Unsere Route führt entlang der Memel nach Silute (Heydekrug) - ganz in der Nähe wurde der Dramatiker Hermann Sudermann ("Die Reise nach Tisit") geboren - und dann nordwärts, bis wir in Palanga wieder an die Ostsee gelangen. Hier erholen wir uns am herrlichen Sandstrand. Besuch eines klassischen Konzerts und Abendessen. Wir wohnen in dem kleinen, aber stilvollen Hotel Garanta (****) im Ortszentrum, nur 300m vom Strand entfernt. 1 Übernachtung.

Montag, 02.07.12
Palanga - Nachtfähre in Richtung Kiel

Frühstück. Noch einmal Erholung pur: Spaziergang auf der Strandpromenade und der Seebrücke. Zur Mittagszeit fahren wir über Klaipeda (Memel), wo wir dem Simon-Dach-Brunnen mit der Statue des Ännchen von Tharau noch einen kurzen Besuch abstatten, zum Hafen. Hier empfängt uns ein Fährschiff, das uns über Nacht in Richtung Kiel bringt. Abendessen und Übernachtung an Bord.

Dienstag, 03.07.12
Kiel - Würzburg

Ankunft in Kiel um 12:00 Uhr. Über Lehrte (Bahnhof) bringt uns der Bus nach Würzburg zurück. Ankunft gegen 19:30 Uhr.

Unsere Leistungen

  • 10-tägige Busreise einschließlich aller genannten Ausflüge
  • Schiffsreise auf dem Oberländischen Kanal von Elblag bis Buczyniec (Buchenwalde)
  • Kleiner Bootsausflug in Kaliningrad auf dem Pregel
  • Fährüberfahrt Klaipeda - Kiel mit der Reederei DFDS Seaways Baltic
  • Ökologische Gebühr für die Kurische Nehrung
  • Sondergenehmigung für den Besuch von Baltyks (Pillau)
  • 8 Übernachtungen in Doppel- bzw.
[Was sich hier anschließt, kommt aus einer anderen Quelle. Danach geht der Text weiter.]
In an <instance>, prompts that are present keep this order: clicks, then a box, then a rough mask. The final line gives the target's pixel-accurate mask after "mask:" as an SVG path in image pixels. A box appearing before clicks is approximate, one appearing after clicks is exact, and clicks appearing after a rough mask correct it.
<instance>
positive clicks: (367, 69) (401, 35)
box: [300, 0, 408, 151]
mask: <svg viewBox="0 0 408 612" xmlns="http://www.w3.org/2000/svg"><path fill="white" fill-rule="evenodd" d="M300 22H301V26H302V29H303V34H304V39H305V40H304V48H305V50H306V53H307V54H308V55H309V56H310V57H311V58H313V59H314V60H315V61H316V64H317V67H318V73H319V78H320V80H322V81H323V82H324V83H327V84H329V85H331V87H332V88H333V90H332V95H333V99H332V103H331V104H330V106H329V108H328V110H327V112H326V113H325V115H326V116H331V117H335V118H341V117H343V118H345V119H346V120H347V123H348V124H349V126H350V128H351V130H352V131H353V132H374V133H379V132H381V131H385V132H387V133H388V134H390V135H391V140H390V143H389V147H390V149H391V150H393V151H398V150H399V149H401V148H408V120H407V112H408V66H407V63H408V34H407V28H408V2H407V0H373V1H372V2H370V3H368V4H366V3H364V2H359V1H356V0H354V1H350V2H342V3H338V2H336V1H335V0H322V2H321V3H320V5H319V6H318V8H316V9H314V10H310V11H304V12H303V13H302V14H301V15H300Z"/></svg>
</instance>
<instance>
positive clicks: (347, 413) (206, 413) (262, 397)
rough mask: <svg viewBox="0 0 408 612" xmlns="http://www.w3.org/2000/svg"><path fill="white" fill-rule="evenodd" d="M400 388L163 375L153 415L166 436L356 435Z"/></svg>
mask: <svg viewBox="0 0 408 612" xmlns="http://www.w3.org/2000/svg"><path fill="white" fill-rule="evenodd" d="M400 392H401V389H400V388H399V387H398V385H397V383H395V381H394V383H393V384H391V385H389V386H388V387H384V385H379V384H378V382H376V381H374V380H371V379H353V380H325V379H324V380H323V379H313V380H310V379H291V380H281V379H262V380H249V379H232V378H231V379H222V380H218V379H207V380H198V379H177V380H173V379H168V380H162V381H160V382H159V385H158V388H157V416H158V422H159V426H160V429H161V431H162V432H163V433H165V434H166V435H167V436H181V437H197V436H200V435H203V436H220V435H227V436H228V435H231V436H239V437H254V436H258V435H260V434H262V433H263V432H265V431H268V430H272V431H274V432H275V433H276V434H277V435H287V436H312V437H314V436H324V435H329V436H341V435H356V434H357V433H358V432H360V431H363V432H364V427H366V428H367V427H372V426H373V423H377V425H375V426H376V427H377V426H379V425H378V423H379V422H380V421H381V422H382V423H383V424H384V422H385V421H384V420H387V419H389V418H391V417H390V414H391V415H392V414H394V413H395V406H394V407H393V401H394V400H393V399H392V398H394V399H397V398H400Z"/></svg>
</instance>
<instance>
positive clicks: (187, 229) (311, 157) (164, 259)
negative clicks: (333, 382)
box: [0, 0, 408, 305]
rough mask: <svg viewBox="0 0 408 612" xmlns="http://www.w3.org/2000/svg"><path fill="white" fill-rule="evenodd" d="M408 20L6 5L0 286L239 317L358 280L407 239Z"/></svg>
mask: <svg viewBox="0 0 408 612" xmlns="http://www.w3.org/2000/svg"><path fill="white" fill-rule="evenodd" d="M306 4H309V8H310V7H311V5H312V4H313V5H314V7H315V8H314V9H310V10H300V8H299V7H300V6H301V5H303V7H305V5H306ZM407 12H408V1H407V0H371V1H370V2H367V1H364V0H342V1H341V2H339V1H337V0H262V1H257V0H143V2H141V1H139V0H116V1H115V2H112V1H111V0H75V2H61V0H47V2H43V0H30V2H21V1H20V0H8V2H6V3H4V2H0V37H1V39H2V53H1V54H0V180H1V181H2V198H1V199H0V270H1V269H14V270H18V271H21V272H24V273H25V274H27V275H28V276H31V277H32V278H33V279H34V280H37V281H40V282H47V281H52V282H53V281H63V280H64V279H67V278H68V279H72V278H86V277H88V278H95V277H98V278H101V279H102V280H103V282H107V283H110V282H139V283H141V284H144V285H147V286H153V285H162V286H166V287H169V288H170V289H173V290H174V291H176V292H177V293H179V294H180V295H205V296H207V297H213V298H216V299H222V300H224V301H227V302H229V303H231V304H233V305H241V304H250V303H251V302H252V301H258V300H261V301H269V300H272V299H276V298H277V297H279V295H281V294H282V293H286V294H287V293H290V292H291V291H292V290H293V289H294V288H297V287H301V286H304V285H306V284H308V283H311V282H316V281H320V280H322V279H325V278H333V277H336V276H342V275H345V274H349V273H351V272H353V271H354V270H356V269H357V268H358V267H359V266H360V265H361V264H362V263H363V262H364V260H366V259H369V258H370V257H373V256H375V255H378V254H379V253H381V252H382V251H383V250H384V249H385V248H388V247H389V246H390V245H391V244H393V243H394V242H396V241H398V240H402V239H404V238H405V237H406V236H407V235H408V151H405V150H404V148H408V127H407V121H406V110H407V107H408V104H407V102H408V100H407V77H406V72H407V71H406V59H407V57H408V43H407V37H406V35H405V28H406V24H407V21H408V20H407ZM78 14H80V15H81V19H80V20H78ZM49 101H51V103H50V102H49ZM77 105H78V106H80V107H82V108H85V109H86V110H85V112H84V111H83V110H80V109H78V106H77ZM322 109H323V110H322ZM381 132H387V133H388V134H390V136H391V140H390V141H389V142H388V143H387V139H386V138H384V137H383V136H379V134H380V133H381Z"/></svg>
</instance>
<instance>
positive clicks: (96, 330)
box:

Einzelzimmern mit Bad oder Dusche sowie WC in ausgewählten, guten Hotels (***/****) mit allen Annehmlichkeiten (z.B. Sauna, Pool und andere Wellness-Einrichtungen)
  • 1 Übernachtung in Doppel- bzw. Einzel-Außenkabinen mit Dusche/WC. Untere Betten.
  • 9 x Frühstück, 9 x Abendessen (jeweils 3 Gänge sowie Kaffee bzw. Tee)
  • Eintrittskarten für Dom und Dommuseum, Bernsteinmuseum, Lasch-Bunker, Bernsteinmuseum in Kaliningrad, Vogelwarte Rossitten
  • Teilnahme an einem russischen Folkloreabend
  • Klassisches Konzert in Palanga
  • Kompetente Führungen in deutscher Sprache
  • Reiseführer "Königsberg - Kaliningrader Gebiet" (2012) aus dem Trescher-Verlag
  • Reise-Merkblätter und ausführliches Informationsmaterial
  • Reiseleitung und Reisegestaltung (Dr. Burkhard Schmidt)

Reiseversicherung

Für den Abschluss eines individuellen Reise-Versicherungspakets empfehlen wir unseren Partner Travel Secure.

TravelSecure

Zahlungsmodalitäten

  • Höhe der Anzahlung: 10% des Reisepreises
  • Restzahlung: 21 Tage vor Reisebeginn
  • Späteste Rücktrittsmöglichkeit von Irene Schmidt Reisen GmbH im Falle des Nichterreichens der Mindestteilnehmerzahl: 21 Tage vor dem vereinbarten Reisebeginn

Weitere Angaben

Genauere Hinweise über Treffpunkt, Konzertprogramme, Aufführungen, Versicherungen, Geldwechsel etc. enthalten unsere Merkblätter, die den Teilnehmern rechtzeitig zugesandt werden.